The researchers noted, that most societies spend more than 90 per cent of their time indoors, where the majority of viral transmission has been shown to occur. Further, indoor conditions can be quite different from outdoor conditions as a result of climate control systems, such as heaters that significantly dry out indoor air.

For more answers, the team focused on the early period of the pandemic when vaccines were not yet available, reasoning that vaccinated populations would obscure the influence of any other factor such as indoor humidity.

For each country, they also tracked the local Covid-19 related policies, such as isolation, quarantine, and testing measures, and their statistical association with Covid-19 outcomes.

For each day that Covid-19 data was available, they used meteorological data to calculate a country's outdoor relative humidity. They then estimated the average indoor relative humidity, based on outdoor relative humidity and guidelines on temperature ranges for human comfort, the study said.

For instance, guidelines report that humans are comfortable between 66 to 77 degrees Fahrenheit indoors.

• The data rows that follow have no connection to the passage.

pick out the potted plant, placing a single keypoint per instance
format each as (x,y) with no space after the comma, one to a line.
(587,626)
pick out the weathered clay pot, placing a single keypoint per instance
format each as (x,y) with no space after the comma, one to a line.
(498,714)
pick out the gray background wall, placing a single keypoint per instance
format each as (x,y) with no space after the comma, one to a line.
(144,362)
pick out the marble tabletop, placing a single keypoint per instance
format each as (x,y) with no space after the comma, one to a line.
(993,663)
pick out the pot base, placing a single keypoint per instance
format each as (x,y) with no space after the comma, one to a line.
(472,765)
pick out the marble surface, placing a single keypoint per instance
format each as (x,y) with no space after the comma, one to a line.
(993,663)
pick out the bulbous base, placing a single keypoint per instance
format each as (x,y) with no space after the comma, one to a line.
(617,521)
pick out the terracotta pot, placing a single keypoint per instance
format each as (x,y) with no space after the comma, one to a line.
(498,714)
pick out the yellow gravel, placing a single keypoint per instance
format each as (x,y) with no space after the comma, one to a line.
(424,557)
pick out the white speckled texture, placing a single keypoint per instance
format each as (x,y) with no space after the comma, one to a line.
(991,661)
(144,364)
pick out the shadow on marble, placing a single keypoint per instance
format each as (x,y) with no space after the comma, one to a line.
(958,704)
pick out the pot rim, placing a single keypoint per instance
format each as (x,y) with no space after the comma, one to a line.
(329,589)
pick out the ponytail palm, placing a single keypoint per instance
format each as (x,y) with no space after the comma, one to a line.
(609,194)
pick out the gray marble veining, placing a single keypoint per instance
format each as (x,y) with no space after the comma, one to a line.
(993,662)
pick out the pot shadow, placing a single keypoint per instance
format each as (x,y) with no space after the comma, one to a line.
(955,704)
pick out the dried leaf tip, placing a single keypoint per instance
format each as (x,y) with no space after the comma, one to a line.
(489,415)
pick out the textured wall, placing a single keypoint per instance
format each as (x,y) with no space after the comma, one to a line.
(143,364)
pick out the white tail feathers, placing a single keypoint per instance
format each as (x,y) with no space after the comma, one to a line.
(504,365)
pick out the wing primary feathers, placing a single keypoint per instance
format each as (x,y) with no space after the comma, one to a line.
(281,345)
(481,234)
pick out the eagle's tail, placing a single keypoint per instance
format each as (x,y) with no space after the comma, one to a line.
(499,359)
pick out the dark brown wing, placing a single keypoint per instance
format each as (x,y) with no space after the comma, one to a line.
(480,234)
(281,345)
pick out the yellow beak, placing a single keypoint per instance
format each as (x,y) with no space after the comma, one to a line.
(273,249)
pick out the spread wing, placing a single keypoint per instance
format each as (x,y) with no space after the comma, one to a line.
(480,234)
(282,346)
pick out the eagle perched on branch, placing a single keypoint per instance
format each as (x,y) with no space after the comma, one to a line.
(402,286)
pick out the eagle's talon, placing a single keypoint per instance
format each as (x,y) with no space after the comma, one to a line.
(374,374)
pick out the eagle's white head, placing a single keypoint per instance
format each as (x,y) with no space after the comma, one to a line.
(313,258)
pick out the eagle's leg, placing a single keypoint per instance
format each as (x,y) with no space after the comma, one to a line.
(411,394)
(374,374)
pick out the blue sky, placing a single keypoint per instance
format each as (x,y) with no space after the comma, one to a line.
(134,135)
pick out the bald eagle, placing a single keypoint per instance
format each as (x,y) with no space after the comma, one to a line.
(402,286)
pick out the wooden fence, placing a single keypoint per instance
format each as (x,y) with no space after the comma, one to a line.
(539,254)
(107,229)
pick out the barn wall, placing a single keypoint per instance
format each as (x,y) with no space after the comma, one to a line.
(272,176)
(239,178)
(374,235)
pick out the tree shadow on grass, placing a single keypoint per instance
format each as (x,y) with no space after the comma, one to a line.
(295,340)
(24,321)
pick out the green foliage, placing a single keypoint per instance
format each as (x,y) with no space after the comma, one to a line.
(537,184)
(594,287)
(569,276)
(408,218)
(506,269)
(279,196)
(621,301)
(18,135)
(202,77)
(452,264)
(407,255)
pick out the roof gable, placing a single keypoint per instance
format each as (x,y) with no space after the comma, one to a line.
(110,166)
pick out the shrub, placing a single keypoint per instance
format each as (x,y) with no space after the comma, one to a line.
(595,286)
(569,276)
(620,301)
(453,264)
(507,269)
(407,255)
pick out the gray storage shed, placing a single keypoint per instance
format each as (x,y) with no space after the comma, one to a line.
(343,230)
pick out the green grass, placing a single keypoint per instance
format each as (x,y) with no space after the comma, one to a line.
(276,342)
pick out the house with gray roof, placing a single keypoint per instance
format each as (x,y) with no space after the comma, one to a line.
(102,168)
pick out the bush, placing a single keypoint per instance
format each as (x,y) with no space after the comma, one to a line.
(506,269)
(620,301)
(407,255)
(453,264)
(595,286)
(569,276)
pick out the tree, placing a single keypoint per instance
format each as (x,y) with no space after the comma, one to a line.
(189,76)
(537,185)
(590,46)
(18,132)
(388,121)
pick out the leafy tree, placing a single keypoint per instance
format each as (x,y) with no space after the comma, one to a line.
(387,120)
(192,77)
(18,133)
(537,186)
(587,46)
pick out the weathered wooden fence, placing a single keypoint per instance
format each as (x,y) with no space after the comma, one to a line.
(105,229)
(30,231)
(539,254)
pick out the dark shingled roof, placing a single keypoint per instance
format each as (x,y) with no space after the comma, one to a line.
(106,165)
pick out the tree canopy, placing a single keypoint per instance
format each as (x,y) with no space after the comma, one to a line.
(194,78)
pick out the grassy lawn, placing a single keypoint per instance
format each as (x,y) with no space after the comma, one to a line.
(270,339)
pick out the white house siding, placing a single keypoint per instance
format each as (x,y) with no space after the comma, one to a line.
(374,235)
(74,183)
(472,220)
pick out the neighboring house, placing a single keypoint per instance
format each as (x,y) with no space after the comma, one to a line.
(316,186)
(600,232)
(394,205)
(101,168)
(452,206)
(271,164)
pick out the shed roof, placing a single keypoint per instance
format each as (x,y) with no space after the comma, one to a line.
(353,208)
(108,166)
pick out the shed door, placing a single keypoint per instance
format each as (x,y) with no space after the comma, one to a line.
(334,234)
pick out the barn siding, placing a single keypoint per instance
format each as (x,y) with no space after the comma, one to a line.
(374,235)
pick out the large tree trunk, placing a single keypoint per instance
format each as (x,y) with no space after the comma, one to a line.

They also assumed that on average, most populations have the means to heat indoor spaces to comfortable temperatures and accordingly they calculated the associated drop in indoor relative humidity, the study said.

Finally, they also collected experimental data, which they used to validate their estimation approach, the study said.

While outdoor humidity remained around 50 per cent throughout the year, indoor relative humidity for countries in the Northern and Southern Hemispheres dropped below 40 percent in their respective colder periods, when Covid-19 cases and deaths also spiked in these regions, the study observed.

For countries in the tropics, relative humidity was about the same indoors and outdoors throughout the year, with a gradual rise indoors during the region's summer season, when high outdoor humidity likely raised the indoor relative humidity over 60 percent. They found this rise mirrored the gradual increase in Covid-19 deaths in the tropics, the study said.